IRC Associate and Wolfson Junior Research Fellow, Dr William Simpson, has been awarded the Cardinal Mercier Prize 2021 for his thesis, ‘What’s the matter? Toward a neo-Aristotelian Ontology of Nature’.
The prestigious prize – formerly won by John F. Wippel in 1981 and Nicholas Rescher in 2005 – is given for monographs related to metaphysics, ‘first’ philosophy or ontology, in their relation to the contemporary world.
“I was delighted to learn – on my birthday, as it happens – that I had been awarded the Cardinal Mercier Prize in philosophy,” said Dr Simpson. “I was humbled too, when I reflected upon the careers of a number of scholars who have been awarded this prize in the past.
“And I was deeply encouraged to see my work being appreciated by fellow philosophers, as I recalled my decision to switch from physics to philosophy in pursuing my conviction that contemporary philosophy of science needs Aristotle’s philosophy of nature (against the advice of those who found such ideas philosophically taboo).
“I hope this award will also be an encouragement to others seeking to develop ‘neo-Aristotelian’ perspectives on the philosophy of nature, as well as those seeking to transform our behaviour toward nature by transforming our thinking about nature. There is much to be done.”
The prize is jointly awarded by The Institut Supérieurde Philosophie (ISP) of UC Louvain, and the Hoger Instituut Voor Wijsbegeerte(HIW) of KU Leuven.

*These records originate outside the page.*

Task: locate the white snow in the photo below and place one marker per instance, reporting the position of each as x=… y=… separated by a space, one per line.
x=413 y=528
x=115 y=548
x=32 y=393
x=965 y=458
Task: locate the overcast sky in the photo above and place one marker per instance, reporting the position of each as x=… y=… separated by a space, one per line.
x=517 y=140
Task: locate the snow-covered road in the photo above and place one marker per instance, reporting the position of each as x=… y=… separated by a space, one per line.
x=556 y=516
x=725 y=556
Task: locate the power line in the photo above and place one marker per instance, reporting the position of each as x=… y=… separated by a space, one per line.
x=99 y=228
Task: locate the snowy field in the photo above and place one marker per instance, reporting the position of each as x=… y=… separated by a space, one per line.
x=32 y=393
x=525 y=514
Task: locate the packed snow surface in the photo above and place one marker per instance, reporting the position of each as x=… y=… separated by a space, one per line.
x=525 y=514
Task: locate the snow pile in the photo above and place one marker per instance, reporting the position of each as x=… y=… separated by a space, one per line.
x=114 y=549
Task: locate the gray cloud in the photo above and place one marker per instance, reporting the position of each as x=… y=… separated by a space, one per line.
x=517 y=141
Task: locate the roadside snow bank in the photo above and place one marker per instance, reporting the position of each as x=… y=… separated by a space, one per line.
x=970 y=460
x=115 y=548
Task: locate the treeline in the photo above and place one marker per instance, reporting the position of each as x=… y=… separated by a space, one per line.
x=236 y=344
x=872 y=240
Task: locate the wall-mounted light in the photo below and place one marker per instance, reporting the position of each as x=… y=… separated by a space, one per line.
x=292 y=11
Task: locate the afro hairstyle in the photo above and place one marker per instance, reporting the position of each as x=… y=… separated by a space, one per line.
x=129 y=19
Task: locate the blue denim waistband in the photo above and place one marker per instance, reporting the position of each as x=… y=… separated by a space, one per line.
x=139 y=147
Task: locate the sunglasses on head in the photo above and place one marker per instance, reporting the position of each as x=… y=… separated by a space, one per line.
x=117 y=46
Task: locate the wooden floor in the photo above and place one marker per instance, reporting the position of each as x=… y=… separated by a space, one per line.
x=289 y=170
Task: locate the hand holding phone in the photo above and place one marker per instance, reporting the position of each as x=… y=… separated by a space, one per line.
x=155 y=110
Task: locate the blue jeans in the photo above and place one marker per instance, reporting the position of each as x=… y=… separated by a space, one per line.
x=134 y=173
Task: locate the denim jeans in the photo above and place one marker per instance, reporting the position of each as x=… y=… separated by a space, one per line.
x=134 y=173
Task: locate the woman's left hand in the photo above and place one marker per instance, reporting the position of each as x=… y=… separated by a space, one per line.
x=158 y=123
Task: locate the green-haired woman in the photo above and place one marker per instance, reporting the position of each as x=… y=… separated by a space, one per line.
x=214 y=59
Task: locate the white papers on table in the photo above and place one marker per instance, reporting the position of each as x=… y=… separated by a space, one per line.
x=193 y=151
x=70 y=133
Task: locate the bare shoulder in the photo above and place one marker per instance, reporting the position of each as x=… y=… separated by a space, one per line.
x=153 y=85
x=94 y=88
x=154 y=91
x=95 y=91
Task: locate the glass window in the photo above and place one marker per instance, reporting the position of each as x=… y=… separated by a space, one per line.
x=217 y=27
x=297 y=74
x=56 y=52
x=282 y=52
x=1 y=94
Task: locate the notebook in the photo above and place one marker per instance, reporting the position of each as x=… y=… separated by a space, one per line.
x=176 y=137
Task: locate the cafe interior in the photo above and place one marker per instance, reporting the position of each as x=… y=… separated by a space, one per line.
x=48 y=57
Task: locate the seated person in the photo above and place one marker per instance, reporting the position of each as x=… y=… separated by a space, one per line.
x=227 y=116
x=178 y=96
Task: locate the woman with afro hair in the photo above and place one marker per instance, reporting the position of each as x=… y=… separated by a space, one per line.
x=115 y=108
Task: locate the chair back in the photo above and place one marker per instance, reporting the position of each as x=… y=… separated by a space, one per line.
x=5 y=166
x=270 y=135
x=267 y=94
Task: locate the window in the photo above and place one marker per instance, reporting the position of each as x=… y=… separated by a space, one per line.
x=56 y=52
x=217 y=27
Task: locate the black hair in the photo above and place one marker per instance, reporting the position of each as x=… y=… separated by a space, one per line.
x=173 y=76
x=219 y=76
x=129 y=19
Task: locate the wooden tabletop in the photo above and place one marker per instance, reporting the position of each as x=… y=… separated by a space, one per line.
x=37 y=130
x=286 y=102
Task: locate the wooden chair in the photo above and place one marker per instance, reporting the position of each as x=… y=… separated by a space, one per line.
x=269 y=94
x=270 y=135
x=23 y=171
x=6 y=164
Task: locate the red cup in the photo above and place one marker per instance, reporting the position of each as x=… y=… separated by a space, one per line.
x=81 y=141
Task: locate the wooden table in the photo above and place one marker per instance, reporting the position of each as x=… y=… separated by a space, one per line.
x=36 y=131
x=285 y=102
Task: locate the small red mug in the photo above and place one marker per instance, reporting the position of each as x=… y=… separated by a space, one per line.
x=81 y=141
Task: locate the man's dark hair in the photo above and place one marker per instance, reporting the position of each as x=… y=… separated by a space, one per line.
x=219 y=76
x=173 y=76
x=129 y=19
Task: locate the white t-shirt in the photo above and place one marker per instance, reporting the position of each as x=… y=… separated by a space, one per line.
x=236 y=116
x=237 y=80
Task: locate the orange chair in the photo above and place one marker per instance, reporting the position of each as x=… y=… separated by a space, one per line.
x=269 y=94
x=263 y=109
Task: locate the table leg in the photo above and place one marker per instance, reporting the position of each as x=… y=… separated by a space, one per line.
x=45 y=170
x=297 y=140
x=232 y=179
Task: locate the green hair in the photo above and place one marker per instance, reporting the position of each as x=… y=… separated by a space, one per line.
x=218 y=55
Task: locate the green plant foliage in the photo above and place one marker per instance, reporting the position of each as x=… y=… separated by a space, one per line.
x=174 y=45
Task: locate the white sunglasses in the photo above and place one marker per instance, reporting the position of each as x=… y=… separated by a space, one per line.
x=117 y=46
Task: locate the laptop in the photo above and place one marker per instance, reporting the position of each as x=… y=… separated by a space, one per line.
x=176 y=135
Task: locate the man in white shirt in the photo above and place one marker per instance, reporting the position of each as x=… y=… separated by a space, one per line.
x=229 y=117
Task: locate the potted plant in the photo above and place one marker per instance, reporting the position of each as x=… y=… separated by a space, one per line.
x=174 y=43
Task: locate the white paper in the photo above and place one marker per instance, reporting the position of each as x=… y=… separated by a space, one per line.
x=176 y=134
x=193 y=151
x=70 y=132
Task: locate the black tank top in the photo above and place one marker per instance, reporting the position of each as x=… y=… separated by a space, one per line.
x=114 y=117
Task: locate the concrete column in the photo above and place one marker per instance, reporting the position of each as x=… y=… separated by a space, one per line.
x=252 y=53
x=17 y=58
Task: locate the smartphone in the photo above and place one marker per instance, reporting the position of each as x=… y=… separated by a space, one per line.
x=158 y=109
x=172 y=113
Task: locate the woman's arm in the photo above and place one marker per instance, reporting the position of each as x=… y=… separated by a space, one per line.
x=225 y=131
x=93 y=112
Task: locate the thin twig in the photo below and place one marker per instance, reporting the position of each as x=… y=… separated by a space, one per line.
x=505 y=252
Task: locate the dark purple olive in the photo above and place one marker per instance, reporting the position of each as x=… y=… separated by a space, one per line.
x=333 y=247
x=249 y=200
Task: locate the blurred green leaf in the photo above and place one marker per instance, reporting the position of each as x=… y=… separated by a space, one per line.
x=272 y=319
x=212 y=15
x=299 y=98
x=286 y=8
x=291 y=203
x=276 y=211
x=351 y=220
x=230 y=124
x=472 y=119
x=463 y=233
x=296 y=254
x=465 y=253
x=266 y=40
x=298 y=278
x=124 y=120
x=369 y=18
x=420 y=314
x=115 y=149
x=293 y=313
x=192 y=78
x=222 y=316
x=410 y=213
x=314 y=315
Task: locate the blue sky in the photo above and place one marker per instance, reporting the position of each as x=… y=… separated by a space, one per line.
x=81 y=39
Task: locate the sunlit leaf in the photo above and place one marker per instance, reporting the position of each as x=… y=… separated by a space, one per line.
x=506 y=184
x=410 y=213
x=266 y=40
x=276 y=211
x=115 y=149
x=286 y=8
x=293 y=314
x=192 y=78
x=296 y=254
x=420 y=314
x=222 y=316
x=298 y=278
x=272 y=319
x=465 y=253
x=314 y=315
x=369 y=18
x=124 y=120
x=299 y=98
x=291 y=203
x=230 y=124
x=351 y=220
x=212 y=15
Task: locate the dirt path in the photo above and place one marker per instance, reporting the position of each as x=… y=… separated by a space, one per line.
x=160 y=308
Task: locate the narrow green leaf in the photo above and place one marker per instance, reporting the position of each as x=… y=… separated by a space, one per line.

This is the second international prize that William Simpson has been awarded for his work on the philosophy of nature and the metaphysics of quantum mechanics. Previously, he won an Expanded Reason Award in 2020, which was jointly awarded by Universidad Francisco de Vitoria and The Joseph Ratzinger/Benedict XVI Vatican Foundation.
William is currently a Junior Research Fellow in Philosophy, Theology, Religion and the Philosophy of Religion. Wolfson College has an interview with Dr Simpson on its News page, and you can download papers by Dr Simpson on his academia.edu page.
He is also an Honorary Research Fellow of the University of St Andrews, Scotland, and an Associate of The Aquinas Institute, Blackfriars, Oxford. He holds a doctorate in philosophy from the University of Cambridge (Peterhouse) and a doctorate in physics from the University of St Andrews.